The problem with this latest resolution, however, is that without support from all its members, including the declared nuclear weapon states which possess veto at the Security Council, the UN cannot take practical action. Therefore, the declared nuclear weapon states need to take the lead in disarmament, as an example for the rest of the world. They must accept that their years as nuclear powers are now over and replenish their nuclear arsenal, knowing that were any other country to launch a military attack on them, the UN would step up to the task.

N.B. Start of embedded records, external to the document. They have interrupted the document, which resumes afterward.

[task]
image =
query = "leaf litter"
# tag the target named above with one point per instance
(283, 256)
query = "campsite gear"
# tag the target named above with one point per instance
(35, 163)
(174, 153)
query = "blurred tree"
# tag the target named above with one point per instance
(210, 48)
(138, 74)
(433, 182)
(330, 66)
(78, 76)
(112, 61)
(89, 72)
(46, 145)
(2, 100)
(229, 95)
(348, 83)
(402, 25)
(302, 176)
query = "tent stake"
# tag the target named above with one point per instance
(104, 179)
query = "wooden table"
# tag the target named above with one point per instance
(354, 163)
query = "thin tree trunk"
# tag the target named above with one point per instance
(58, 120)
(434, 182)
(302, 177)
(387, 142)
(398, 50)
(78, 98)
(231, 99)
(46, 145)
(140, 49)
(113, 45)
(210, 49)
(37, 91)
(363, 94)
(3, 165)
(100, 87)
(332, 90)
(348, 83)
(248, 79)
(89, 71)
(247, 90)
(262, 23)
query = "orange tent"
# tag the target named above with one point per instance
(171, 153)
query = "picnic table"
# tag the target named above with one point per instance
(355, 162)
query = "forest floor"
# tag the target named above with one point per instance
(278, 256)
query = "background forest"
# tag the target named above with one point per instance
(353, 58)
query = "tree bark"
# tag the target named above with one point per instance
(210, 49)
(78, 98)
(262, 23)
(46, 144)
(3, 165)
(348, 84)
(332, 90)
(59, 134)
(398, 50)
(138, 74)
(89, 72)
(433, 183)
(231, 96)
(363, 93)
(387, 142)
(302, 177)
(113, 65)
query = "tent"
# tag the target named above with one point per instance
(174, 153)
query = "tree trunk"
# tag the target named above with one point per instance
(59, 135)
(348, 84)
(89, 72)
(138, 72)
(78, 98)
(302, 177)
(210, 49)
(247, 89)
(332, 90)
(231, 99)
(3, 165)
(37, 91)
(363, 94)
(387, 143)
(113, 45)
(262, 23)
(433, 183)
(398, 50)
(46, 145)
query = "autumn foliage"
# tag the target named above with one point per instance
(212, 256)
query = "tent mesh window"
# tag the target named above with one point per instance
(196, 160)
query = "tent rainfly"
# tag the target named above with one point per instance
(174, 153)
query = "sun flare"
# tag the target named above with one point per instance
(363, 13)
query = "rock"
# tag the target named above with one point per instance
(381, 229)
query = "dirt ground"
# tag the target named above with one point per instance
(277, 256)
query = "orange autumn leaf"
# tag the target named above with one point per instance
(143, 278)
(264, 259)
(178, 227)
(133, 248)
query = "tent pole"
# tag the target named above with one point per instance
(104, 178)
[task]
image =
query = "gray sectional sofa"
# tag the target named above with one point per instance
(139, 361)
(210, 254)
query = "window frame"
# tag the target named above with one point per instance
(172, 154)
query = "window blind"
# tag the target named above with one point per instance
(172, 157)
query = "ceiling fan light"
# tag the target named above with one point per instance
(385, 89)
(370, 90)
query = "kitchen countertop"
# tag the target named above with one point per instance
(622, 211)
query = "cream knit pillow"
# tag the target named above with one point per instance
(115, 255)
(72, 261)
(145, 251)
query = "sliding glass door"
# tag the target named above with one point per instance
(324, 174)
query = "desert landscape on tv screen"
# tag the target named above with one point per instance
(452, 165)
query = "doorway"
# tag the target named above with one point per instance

The declared nuclear weapon states need to increase their moral authority if we are going to prevent a global nuclear catastrophe becoming a reality. This is particularly true for the United States, as the only country to ever use nuclear weapons (in World War II) and as a country that has recently stated its willingness to use nuclear weapons to advance its regime change agenda in the Middle East and North Africa.
In closing, it is important to remember that nuclear weapons don't protect against other nuclear attacks, only anti-nuclear defenses do this. The idea of a so-called “nuclear deterrent” no longer applies. There is no longer a balance of power in the world. It only encourages the proliferation of Weapons of Mass Destruction.